Reading in Motion: Introduction to the Curriculum
Whirlwind dramatically improves the reading skills
of under-performing Chicago-area children through arts-based instruction.
To accomplish its mission, Whirlwind created Reading
In Motion, an arts-based reading curriculum which allows
children to get out from behind their desks and use their entire
bodies and minds to master reading skills.
The curriculum consists of engaging activities
carefully tailored to the grade and developmental level of the students.

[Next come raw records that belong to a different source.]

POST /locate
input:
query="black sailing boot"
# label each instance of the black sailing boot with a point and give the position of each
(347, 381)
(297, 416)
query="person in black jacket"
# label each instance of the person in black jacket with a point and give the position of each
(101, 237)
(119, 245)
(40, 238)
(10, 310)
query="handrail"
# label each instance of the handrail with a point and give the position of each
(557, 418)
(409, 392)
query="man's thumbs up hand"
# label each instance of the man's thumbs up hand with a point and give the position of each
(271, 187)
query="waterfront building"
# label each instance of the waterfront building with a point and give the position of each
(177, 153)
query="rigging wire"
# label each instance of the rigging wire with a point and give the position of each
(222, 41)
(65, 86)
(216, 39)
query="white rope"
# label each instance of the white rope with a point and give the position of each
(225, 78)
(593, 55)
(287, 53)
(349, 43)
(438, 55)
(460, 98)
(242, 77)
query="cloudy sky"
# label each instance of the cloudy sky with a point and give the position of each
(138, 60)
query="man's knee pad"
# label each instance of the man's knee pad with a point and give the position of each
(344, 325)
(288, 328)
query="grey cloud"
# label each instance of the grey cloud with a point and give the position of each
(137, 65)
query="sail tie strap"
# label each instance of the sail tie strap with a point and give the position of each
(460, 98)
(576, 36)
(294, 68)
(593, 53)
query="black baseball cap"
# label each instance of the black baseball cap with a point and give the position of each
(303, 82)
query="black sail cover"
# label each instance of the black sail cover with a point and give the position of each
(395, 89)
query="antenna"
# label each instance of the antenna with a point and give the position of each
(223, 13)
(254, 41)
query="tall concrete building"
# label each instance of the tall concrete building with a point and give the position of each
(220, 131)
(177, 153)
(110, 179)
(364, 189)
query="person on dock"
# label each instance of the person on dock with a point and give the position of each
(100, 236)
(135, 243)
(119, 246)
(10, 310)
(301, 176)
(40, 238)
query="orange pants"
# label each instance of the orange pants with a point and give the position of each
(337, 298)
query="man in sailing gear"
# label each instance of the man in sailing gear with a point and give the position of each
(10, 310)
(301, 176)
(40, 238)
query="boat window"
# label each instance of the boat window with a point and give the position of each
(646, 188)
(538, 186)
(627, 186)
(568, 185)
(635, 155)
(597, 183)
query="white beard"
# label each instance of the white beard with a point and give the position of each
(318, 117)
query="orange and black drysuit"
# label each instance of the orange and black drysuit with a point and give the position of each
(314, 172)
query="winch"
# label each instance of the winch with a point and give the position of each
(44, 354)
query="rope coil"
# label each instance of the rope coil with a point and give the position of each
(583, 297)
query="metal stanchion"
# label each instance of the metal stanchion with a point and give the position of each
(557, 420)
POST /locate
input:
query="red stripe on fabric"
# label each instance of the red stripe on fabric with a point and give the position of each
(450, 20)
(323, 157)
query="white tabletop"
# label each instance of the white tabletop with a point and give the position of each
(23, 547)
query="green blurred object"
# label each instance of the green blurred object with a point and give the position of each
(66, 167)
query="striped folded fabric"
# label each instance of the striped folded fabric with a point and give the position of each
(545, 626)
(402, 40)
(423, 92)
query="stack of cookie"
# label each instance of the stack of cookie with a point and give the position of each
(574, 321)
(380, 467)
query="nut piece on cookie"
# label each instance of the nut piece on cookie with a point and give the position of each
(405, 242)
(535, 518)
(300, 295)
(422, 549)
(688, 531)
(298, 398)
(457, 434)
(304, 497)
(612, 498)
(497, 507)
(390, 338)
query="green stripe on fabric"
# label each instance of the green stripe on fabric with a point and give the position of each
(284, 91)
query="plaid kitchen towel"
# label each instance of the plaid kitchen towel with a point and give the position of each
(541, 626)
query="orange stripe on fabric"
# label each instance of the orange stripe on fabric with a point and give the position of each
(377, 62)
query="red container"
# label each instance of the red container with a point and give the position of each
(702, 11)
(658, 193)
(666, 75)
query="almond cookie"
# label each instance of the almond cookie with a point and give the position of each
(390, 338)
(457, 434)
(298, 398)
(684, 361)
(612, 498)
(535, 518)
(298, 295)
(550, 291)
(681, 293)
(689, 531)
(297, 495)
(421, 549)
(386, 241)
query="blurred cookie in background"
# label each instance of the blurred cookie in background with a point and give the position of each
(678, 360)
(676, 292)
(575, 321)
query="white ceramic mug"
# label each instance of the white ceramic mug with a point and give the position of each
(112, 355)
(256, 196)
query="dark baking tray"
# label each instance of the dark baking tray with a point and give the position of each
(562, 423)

A Whirlwind teaching artist (or a Whirlwind-trained teacher) implements
the curriculum in the regular classroom or during special extended-day
sessions, usually by implementing two one-hour lessons per week.
In Kindergarten
through Second Grade, the curriculum uses dance-based activities
that allow children to engage their entire bodies in phoneme awareness,
phonics and other basic skills widely recognized as critical building
blocks in acquiring reading skills.
First-graders, for example, might play a 'game'
in which they take turns forming a letter shape with their bodies
and pronouncing the sound associated with that shape. In another
exercise, they work in groups to make the letter shapes that represent
the sounds "Buh-A-Tuh," then pronounce the word 'bat'
in unison.
In Grades Three
through Six, the curriculum consists of drama-based activities
that challenge children to understand and recall printed information
by first creating visual images in their minds of the text they
are reading.
Fourth-graders, for example, read an age-appropriate
passage from a work of fiction, then visualize the scene as a picture
or a movie and act out the text in the classroom.
The students are encouraged to incorporate into
their performance facts and details which will indicate to an audience
the story's setting, time and main characters. Students also incorporate
their own inferences as to how the main characters feel about the
events in the story. This skill is called 'visualization' and has
been validated by researchers as an essential tool for improving
reading comprehension skills.
At each grade level, the first few lessons of
the Reading in Motion curriculum focus on basic learning skills
such as self-control and teamwork. Children enhance these skills
through lessons they experience as games rather than as schoolwork
or self-discipline.
For teachers,
these initial activities are useful classroom management techniques.
Quickly, the lessons shift from learning skills to reading skills.
The curriculum teaches the individual skills which together result
in reading proficiency. These skills are taught in a sequence
based
on well-documented research about how children learn.